In 2013, eight bronze sculptures were placed around the fountain, all created by Iowan Troy Muller. Each of the eight sculptures depict a different Hans Christian Andersen fairy tale.
“The Ugly Duckling” was first published in 1843. It’s about a poor little “ugly” bird that is made fun of and abused by the other birds, until he grows up to be a swan. This fairy tale has been adapted and retold many times, including Disney films in 1931 and 1939.
“The Little Matchgirl” was published in 1845. The story is about a poor little girl that is trying to sell matches for money to help her family. Every time she lights a match to stay warm, she has warm visions of happy things, including seeing her deceased grandmother. Sadly, the little girl dies in the story, but the happy ending is that she is now with her grandmother in heaven.
“The Steadfast Tin Soldier” (1838) is about a tin soldier, who happens to be a little different than the other soldiers because he has a bad leg. He falls in love with another toy, the paper ballerina. Again, another sad story that ends in death.
“The Tinder Box” (1835) is the story of a solider who discovers a magic tinderbox (a box full of items to help build a fire). That tinderbox has magical powers, causing three dogs to appear. He asks them to perform certain tasks, and then they also end up in the end saving his life.
“The Princess and the Pea” (1835) is the story about a prince trying to find a suitable princess to marry. Every one that he meets has some kind of fault, and so he doesn’t consider them to be “real” princesses. One night during a storm, a strange woman comes to the castle looking for an escape from the rain. The prince’s mother decides to test the woman, and leaves a small pea underneath 20 mattresses and 20 feather beds for the woman to sleep on. Knowing that a real princess would be able to feel that pea underneath all of those layers, she is put to the ultimate test.

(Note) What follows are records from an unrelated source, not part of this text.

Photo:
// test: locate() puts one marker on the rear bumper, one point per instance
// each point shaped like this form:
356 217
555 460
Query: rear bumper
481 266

Of course, the woman was kept up all night because the bed was so uncomfortable from that one pea. The prince and princess are then married.
“The Emperor’s New Clothes” (1837) is the story of an emperor that is fooled by two crooks. They come to town bearing their clothing for sale. They offer to make the emperor a new suit, but tell him that the clothes cannot be seen by anyone that is stupid or inept. Of course, the crooked salesmen are lying, and there really aren’t any clothes at all, but the emperor is afraid to admit he can’t see anything. He then parades through, and all of the townspeople are afraid to speak up as well, for fear someone will think they are fools.
Finally a young boy speaks up and loudly proclaims that the Emperor isn’t wearing any clothing and the crooks are run out of town.
“The Snow Queen” (1844) tells the story of an evil troll that uses a magic mirror to distort everything beautiful to make them look ugly to people. When the mirror breaks, pieces of it fly everywhere and get into people’s eyes, causing everyone to see the worst of everything. It takes two children to save the day, with the moral of the story being that “love conquers all.”
Thumbelina (1835) is the story of a tiny girl and her struggles to get through our full-sized world. Only a tiny swallow (pictured below) can save her and get her to safety.Visit the Little Mermaid & Sculpture Garden in small town Iowa. #iowatravel #thisisiowa Click To Tweet
It’s interesting to me that stories from over 170+ years ago can still have a relevant storyline and theme. Love conquers all, beauty is within, don’t judge a book by its cover. Movies and TV shows depict variations of these stories all the time without us even realizing it. Hans Christian Andersen was a pretty wise man, and an amazing writer. Stop by and see these beautiful sculptures and also take a look at the gorgeous fountain, all hidden in the middle of a tiny Iowa town.